It's crazy cold here in Chicago and the snow and winter weather advisories just keep coming. Leaving a warm bed in the morning for another day of the same old going nowhere feels heavy, hard, and never-ending. In my view Ash Wednesday should carry a whiff of spring or come in the middle of a muddy February thaw. Not this year. I have a new understanding of C. S. Lewis's Narnia, where it's always winter but never Christmas.
Today in Sunday School I told the story of Jesus transfigured on the mountaintop, with Luke open in my lap but with frequent interjections and questions. Why would you go up a mountain to pray? Who are Moses and Elijah? What does "dazzling" make you think of?

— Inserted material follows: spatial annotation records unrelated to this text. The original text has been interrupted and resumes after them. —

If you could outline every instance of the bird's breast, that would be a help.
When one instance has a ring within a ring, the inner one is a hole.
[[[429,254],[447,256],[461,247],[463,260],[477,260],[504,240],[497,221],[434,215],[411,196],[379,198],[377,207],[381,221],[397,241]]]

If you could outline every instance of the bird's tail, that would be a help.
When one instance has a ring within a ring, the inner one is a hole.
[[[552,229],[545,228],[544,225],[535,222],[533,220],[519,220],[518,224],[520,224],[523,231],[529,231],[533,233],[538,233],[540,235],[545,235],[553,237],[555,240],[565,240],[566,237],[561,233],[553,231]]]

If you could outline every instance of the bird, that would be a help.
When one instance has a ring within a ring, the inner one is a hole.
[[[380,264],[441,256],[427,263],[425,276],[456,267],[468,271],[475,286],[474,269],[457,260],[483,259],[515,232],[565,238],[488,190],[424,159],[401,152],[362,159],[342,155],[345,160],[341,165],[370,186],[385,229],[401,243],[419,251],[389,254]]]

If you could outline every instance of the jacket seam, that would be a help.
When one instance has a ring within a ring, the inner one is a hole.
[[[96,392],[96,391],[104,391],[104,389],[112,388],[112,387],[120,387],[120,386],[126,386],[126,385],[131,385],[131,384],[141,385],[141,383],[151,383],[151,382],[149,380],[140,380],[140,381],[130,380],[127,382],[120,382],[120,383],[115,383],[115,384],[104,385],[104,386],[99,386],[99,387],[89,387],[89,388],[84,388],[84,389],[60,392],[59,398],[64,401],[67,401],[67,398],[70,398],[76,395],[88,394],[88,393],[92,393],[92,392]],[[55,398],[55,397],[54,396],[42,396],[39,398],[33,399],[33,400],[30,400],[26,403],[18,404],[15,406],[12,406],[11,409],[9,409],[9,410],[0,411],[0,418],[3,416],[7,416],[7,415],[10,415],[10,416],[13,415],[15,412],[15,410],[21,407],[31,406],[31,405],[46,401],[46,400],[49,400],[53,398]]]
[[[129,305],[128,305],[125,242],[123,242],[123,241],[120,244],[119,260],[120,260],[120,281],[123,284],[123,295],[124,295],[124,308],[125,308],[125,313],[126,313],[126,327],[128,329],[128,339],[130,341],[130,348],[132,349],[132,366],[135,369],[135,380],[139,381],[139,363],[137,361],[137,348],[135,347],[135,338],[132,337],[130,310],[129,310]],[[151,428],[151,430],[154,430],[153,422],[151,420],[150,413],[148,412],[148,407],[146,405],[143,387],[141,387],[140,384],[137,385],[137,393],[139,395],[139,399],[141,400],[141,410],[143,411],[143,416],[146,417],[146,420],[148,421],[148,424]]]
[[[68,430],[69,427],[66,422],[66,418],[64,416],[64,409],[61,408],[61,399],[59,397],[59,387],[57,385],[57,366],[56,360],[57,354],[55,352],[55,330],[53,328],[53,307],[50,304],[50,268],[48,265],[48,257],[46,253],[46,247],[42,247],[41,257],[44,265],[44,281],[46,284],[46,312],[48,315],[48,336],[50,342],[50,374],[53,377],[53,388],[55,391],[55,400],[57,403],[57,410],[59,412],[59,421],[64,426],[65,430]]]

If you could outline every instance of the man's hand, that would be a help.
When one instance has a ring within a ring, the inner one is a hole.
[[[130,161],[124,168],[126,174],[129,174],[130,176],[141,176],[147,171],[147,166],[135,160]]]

And while he was praying, the appearance of his face changed, and his clothes became dazzling white. (Luke 9:29)
Shiny, said one girl, Bright, said another child. Good answers, I said, but privately I was thinking, gosh, dazzling is not a very heavenly word. A honky-tonk beat from the musical "Chicago" played in the back of my mind: "Give 'em the old razzle-dazzle, razzle-dazzle 'em." The song doesn't make your toes tap so much as it makes your shoulders shimmy and your feet snake along the stage, maybe with a little wink at the audience. Because in this context razzle-dazzle is what you do when you've got some skill but maybe haven't got a lot of substance to work with.

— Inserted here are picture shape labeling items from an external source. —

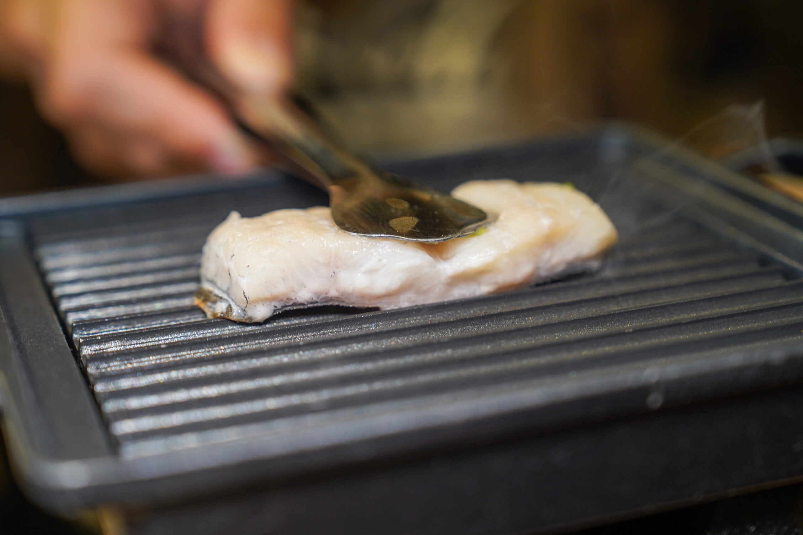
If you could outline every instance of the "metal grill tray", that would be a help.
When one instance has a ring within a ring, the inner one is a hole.
[[[799,476],[800,460],[775,467],[783,456],[719,458],[721,441],[742,440],[738,425],[700,437],[729,421],[711,403],[797,395],[803,233],[715,185],[730,172],[666,146],[614,125],[396,164],[442,189],[571,181],[621,242],[593,275],[259,325],[192,306],[200,247],[231,209],[325,202],[298,180],[268,173],[2,201],[0,395],[22,484],[63,513],[200,499],[212,510],[211,496],[230,492],[241,497],[220,507],[254,509],[249,488],[272,504],[271,533],[484,533]],[[673,433],[704,442],[703,456],[687,444],[682,459],[671,455]],[[676,480],[690,459],[709,458]],[[656,485],[650,470],[671,479]]]

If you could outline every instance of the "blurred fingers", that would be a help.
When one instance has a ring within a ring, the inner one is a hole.
[[[291,0],[209,0],[213,63],[241,90],[279,95],[292,75]]]
[[[149,2],[62,3],[38,93],[84,162],[140,176],[177,168],[238,173],[256,163],[215,99],[148,51]]]

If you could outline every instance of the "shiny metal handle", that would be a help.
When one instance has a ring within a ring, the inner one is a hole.
[[[366,173],[371,167],[344,150],[289,99],[232,99],[244,129],[301,168],[324,188]]]

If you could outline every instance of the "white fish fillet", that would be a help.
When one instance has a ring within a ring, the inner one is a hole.
[[[196,302],[210,317],[243,322],[296,305],[408,306],[598,264],[617,240],[601,209],[571,186],[478,180],[452,195],[499,218],[484,232],[426,244],[350,234],[328,208],[232,212],[204,245]]]

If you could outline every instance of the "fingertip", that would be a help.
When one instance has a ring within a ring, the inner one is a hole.
[[[280,94],[291,78],[288,0],[213,0],[206,38],[217,67],[243,91]]]

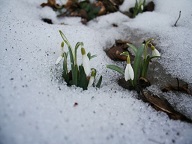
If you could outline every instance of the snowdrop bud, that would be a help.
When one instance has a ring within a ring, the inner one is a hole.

Dazzling -- it's a word for something that leaves people wide-eyed, gaping, wordless. Dazzling displays of derring-do. Dazzling lights of Broadway. Dazzling displays of bravado or speechifying or driving to the basket in an NBA championship.

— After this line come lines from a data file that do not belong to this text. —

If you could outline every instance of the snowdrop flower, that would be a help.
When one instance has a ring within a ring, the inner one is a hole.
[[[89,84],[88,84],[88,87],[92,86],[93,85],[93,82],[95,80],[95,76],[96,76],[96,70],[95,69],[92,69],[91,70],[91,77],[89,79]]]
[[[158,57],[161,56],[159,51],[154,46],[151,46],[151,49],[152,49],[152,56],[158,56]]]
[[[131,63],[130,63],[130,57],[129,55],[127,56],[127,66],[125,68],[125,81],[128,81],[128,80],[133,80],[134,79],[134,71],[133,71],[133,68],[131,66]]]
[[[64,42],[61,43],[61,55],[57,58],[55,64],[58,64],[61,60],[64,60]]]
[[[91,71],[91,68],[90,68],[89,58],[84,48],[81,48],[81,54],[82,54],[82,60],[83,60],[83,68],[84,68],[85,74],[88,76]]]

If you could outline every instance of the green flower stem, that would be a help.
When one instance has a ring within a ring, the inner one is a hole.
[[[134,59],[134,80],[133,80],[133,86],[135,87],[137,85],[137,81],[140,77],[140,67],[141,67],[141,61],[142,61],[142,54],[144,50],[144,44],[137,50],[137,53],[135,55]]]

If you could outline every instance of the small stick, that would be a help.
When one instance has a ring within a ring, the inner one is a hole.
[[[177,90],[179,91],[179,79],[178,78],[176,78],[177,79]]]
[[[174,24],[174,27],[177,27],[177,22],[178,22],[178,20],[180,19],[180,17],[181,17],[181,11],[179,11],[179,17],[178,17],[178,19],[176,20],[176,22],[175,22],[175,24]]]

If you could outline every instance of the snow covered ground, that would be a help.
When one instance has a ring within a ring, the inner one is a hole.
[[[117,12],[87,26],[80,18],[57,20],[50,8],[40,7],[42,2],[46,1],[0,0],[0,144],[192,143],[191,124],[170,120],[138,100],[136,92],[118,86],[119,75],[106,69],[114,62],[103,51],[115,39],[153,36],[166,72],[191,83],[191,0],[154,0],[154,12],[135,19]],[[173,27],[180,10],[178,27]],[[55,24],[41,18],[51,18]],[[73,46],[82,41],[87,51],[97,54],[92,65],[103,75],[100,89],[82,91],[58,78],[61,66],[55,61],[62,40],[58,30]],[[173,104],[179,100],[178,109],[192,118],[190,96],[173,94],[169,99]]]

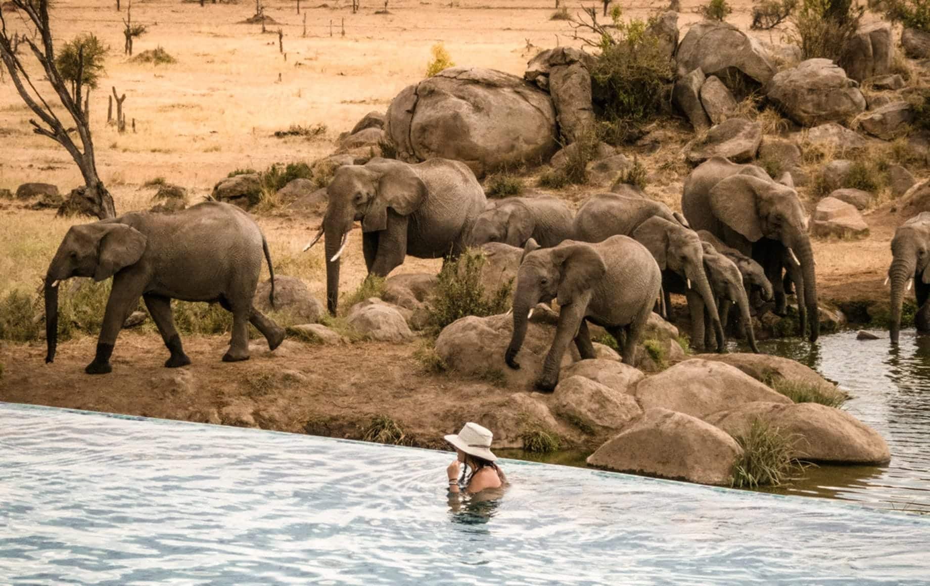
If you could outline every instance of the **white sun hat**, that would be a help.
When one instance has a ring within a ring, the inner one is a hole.
[[[471,421],[466,423],[458,435],[446,435],[445,441],[469,456],[482,458],[492,462],[498,459],[498,457],[491,451],[494,433],[477,423]]]

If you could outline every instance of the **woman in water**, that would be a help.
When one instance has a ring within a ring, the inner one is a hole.
[[[494,463],[498,457],[491,452],[493,439],[494,434],[477,423],[466,423],[458,435],[445,436],[458,453],[445,469],[449,492],[458,493],[460,486],[467,493],[474,494],[485,488],[499,488],[507,482],[504,472]],[[472,473],[466,477],[469,469]]]

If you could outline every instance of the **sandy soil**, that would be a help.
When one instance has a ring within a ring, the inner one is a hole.
[[[282,55],[279,25],[270,25],[269,33],[262,34],[259,25],[236,24],[255,11],[248,0],[205,7],[178,0],[137,0],[133,20],[147,24],[149,32],[136,41],[136,53],[162,47],[178,60],[160,66],[134,63],[123,56],[126,0],[123,13],[110,1],[57,3],[57,38],[93,32],[112,48],[105,77],[92,94],[91,120],[98,166],[118,212],[148,206],[154,190],[142,184],[156,177],[189,188],[196,199],[234,168],[263,169],[275,162],[328,154],[339,132],[369,111],[385,111],[394,95],[422,77],[430,47],[438,41],[458,65],[518,75],[541,48],[578,44],[564,21],[549,20],[553,2],[505,0],[488,6],[479,0],[390,0],[388,15],[374,14],[380,3],[363,2],[362,10],[353,15],[350,3],[327,2],[328,7],[303,6],[306,36],[303,14],[296,14],[295,3],[266,2],[267,13],[281,23],[285,34]],[[628,16],[645,16],[662,4],[623,6]],[[682,3],[683,35],[698,20],[693,12],[698,4]],[[735,11],[729,20],[746,28],[751,4],[730,4]],[[573,4],[568,6],[575,10]],[[345,36],[340,34],[343,19]],[[764,37],[777,41],[779,34]],[[126,94],[126,118],[135,120],[136,132],[119,134],[107,126],[106,96],[112,87]],[[15,191],[21,182],[41,180],[67,193],[80,182],[75,166],[57,144],[32,134],[29,117],[12,85],[0,84],[0,188]],[[294,124],[325,124],[327,135],[314,140],[273,138],[275,130]],[[665,168],[663,162],[674,163],[684,140],[645,160],[655,171],[650,194],[672,206],[681,193],[678,173],[684,166],[679,161],[668,167],[672,171],[656,169]],[[576,189],[562,195],[577,205],[586,194]],[[0,202],[0,293],[38,285],[71,223],[52,215]],[[868,214],[866,220],[871,227],[867,240],[816,244],[822,299],[886,295],[882,281],[890,260],[888,241],[900,219],[882,209]],[[323,299],[322,250],[299,253],[318,227],[319,216],[283,213],[259,221],[278,273],[302,277]],[[342,267],[341,289],[351,292],[365,273],[360,246],[347,249]],[[435,272],[438,267],[438,261],[408,259],[397,272]],[[45,350],[38,343],[0,342],[5,367],[0,400],[353,437],[372,415],[387,414],[409,423],[418,443],[430,444],[430,438],[454,431],[468,417],[481,416],[468,411],[471,399],[483,397],[474,403],[487,405],[488,393],[506,396],[485,383],[422,374],[412,358],[416,344],[297,344],[285,353],[287,358],[256,354],[246,363],[226,365],[219,362],[225,337],[189,337],[185,344],[194,365],[184,370],[193,379],[192,392],[178,390],[186,383],[162,367],[165,350],[156,334],[124,332],[114,353],[114,373],[108,377],[83,372],[94,341],[62,343],[52,366],[44,364]],[[358,367],[369,363],[383,367]],[[294,374],[286,375],[288,371]]]

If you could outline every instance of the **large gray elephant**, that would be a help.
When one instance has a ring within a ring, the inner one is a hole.
[[[112,371],[116,336],[140,297],[171,352],[166,366],[191,364],[175,328],[172,299],[217,301],[232,313],[232,340],[223,361],[248,359],[249,323],[274,350],[285,339],[284,329],[252,306],[262,251],[273,305],[274,271],[265,237],[235,206],[204,202],[175,214],[131,212],[72,226],[46,274],[46,362],[55,359],[58,342],[59,283],[73,276],[113,278],[97,355],[85,368],[88,374]]]
[[[901,304],[911,282],[917,298],[917,331],[930,332],[930,212],[921,212],[897,227],[891,254],[891,343],[897,344],[901,332]]]
[[[530,240],[517,272],[513,297],[513,336],[504,354],[519,368],[517,353],[526,336],[530,310],[553,299],[559,324],[536,385],[551,391],[559,379],[562,356],[574,340],[582,358],[593,358],[587,322],[604,327],[622,344],[623,362],[632,365],[636,344],[658,297],[662,276],[643,245],[627,236],[597,244],[565,240],[552,248],[537,249]]]
[[[509,197],[488,203],[472,227],[469,246],[502,242],[522,248],[532,238],[549,248],[571,236],[572,211],[561,199]]]
[[[682,209],[692,228],[707,230],[765,269],[775,289],[776,312],[782,314],[782,272],[787,271],[797,289],[801,334],[810,314],[810,340],[817,340],[820,321],[814,252],[807,216],[794,189],[776,182],[759,166],[717,156],[688,176]]]
[[[387,276],[406,255],[458,256],[487,205],[485,191],[465,164],[430,159],[409,165],[376,158],[336,170],[326,188],[323,225],[304,250],[326,234],[326,305],[339,308],[339,257],[355,220],[362,221],[362,252],[369,274]]]
[[[623,234],[644,245],[662,270],[663,282],[677,274],[685,285],[692,343],[696,348],[703,346],[706,310],[716,333],[717,350],[723,352],[724,330],[704,270],[703,247],[698,234],[683,222],[680,214],[659,202],[599,193],[589,198],[576,214],[575,237],[584,242],[601,242],[608,236]]]

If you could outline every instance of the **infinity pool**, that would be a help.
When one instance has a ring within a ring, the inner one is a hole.
[[[926,584],[930,518],[504,460],[0,403],[0,583]]]

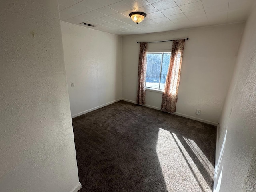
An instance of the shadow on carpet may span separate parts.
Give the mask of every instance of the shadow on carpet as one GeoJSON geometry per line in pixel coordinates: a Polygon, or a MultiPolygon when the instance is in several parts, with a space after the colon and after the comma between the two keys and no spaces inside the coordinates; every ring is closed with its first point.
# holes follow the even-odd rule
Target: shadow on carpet
{"type": "Polygon", "coordinates": [[[212,191],[215,126],[123,101],[72,122],[79,192],[212,191]]]}

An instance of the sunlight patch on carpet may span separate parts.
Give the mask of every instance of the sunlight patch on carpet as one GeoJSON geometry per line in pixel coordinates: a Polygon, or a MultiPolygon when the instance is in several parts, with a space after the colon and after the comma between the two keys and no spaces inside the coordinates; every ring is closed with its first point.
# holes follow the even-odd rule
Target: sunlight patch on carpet
{"type": "Polygon", "coordinates": [[[212,191],[206,178],[214,168],[194,141],[159,128],[156,151],[168,191],[212,191]]]}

"His clothes became dazzling white." So often for us, Jesus in paintings and illustrations is already dressed in white, pristine white for holiness. It also makes him stand out in the crowd. Maybe for James, John and Peter "dazzling white" was totally outside their experience, so that when they told the story later they chose an unusual word that now gets translated with the zip and electricity of "dazzle." Jesus and his band of disciples would have been dusty and dirty most of the time, didn't often get their clothes washed. A poor carpenter's grimy garments transformed into dazzling white was a whole new reality, way beyond an illustrator's convention. Dazzling. They saw his glory.
And later, they saw his suffering. There, too, on the cross, it was God's beloved, dazzling son.